Mam Flagman Squadron Pro Pellet Feeder 360 do 80g i to są moje uniwersalne i ulubione wędki. Swoje połowy zaczynałem zwykłym feederem 390 do 100g.
Moim zdaniem uniwersalny kij do metody to 330 długości i wyrzut 70-100g c.w. Takim kijem i z takim c.w. ogarniesz większość komercyjnych wód do 60-70m i rybek do 10-15kg.
Kupowanie wędki która gnie się do dolnika na 2.5kg karpiu moim zdaniem mija się z celem. Złapiesz bakcyla pojedziesz nad wodę gdzie są większe ryby i pierwszy bonus pokaże Ci że potrzebujesz nowych wędek.
Komercje to nie tylko karpie 10 kg. To też mniejsze ryby, i do takich linów, karasi czy leszczy, akcja paraboliczna jest idealna. Nie będziesz używać haczyka 10 czy 8 do pelletu 6 mm prawda? A miękka wędka niweluje spady ryb na malutkich haczykach.

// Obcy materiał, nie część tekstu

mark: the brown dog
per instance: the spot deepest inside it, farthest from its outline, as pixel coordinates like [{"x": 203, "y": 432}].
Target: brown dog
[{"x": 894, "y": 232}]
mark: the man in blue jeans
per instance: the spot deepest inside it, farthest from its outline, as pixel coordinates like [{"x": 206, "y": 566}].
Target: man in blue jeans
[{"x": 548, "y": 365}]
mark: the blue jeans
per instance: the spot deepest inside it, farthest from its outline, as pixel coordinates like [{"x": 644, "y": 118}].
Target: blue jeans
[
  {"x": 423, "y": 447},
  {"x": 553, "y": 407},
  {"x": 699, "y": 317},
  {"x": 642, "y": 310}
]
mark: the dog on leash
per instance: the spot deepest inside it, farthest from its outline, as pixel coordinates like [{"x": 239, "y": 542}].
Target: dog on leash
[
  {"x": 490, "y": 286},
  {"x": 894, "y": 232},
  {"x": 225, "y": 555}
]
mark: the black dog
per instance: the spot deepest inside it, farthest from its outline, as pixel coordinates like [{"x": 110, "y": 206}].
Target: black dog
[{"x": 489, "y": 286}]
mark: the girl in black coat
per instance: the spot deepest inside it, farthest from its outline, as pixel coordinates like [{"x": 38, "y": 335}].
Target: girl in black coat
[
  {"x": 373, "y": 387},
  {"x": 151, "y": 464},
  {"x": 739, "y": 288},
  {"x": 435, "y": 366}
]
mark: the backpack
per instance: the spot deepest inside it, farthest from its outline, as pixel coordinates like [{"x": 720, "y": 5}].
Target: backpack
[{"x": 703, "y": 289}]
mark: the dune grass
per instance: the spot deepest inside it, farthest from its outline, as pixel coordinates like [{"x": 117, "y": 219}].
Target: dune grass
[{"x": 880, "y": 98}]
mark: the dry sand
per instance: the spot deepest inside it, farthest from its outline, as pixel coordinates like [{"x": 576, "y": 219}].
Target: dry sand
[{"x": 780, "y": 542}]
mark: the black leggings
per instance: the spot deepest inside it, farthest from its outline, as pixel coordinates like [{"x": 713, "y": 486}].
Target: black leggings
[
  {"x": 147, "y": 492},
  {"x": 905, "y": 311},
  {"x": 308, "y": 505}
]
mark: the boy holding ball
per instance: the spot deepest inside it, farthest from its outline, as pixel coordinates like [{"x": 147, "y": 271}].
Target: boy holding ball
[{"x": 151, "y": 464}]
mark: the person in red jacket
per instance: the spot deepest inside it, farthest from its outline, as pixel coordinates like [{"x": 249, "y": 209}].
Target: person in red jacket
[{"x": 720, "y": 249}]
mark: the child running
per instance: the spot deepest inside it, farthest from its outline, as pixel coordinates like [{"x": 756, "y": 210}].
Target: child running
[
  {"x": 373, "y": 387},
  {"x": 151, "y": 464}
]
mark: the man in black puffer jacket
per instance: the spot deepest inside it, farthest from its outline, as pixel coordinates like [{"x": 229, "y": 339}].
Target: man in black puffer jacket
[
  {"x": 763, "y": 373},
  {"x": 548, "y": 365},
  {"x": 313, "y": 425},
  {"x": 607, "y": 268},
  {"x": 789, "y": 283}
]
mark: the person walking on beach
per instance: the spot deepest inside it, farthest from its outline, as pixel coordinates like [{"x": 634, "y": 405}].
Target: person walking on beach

Koledzy dobrze piszą, przy otwartej, i w miarę czystej wodzie hol dowolnej ryby zakończy się powodzeniem. Podobnie z wizja rzutów na 60-70 metrów. Są tu wyjadacze dystansowi w naszym gronie i wskaż mi jedna osobę która ma ogarnięty dystans i używa świadomie wędek 11ft do połowu na 70 metrze...
Twój Feeder to jak piszesz dobra broń na bonusa, i tutaj ma pełne spectrum zastosowań. Jeśli jej żywiołem są karpie, czy jesiotry to znaczy, że nie koniecznie będzie to optimum na lina czy leszcza. Można kombinować z amortyzatorami ale rosadniej wziąć kij miękki, i raz na ruski rok pomęczyć się z bonusem chwilę dłużej, niż regularnie klnąć pod nosem z powodu spadów małych ryb czy braku możliwości płynnego przejścia z metody na zestaw z koszyczkiem.